Among the beer-related puns in recent adult beverage industry articles (witness: “Tennessee’s Craft Beer Industry Rises to a Head”, “A cure for what ales the beer industry”, and the like), I recently uncovered some interesting statistics regarding Tennessee’s craft beer industry. For example, while Tennessee ranks 41st among all 50 states for breweries per capita, it ranks 24th in the nation for gross economic impact. Tennessee also ranks 29th in the nation for barrels of craft beer production, annually.

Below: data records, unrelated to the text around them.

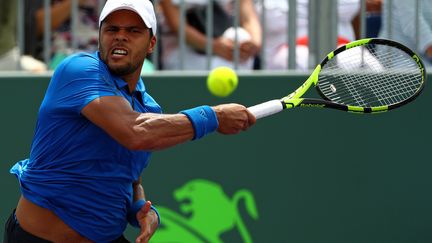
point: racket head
(370, 75)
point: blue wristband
(203, 119)
(131, 215)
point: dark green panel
(316, 175)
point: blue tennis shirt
(75, 169)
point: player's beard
(124, 69)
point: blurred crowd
(241, 48)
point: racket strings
(370, 76)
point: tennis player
(95, 131)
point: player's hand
(148, 221)
(233, 118)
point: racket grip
(266, 109)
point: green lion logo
(206, 213)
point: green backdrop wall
(305, 175)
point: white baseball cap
(144, 8)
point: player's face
(124, 42)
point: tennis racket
(364, 76)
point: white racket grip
(266, 109)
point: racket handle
(266, 109)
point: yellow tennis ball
(222, 81)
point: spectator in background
(249, 35)
(276, 47)
(10, 58)
(373, 19)
(403, 24)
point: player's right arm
(150, 131)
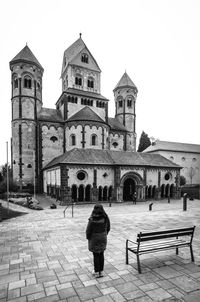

Brewers-Association-TN-StatsWhile Tennessee’s craft beer industry’s economic impact per capita lags behind nearly every other state in the U.S., it is a growing sector of the state’s economy. In fact, as of 2013, there were 11 craft breweries in the Nashville area, alone! (TNLedger.com) Whether you have an interest in starting a microbrewery or other craft beer producing business, you’re going to have to comply with some laws and regulations. Below, you will find a few things you need to know about the legal side of a craft beer producing business.

Licenses and Permits

“A Brewery license allows a facility to manufacture or distill alcoholic spirituous beverages with an alcohol content of over five percent (5%) by weight and to sell those beverages for consumption off premise.” (Tennessee Alcoholic Beverage Commission) To apply for your Brewery license, in Tennessee, you first must obtain a Federal Basic Permit from the Alcohol and Tobacco Tax and Trade Bureau (ttb.gov).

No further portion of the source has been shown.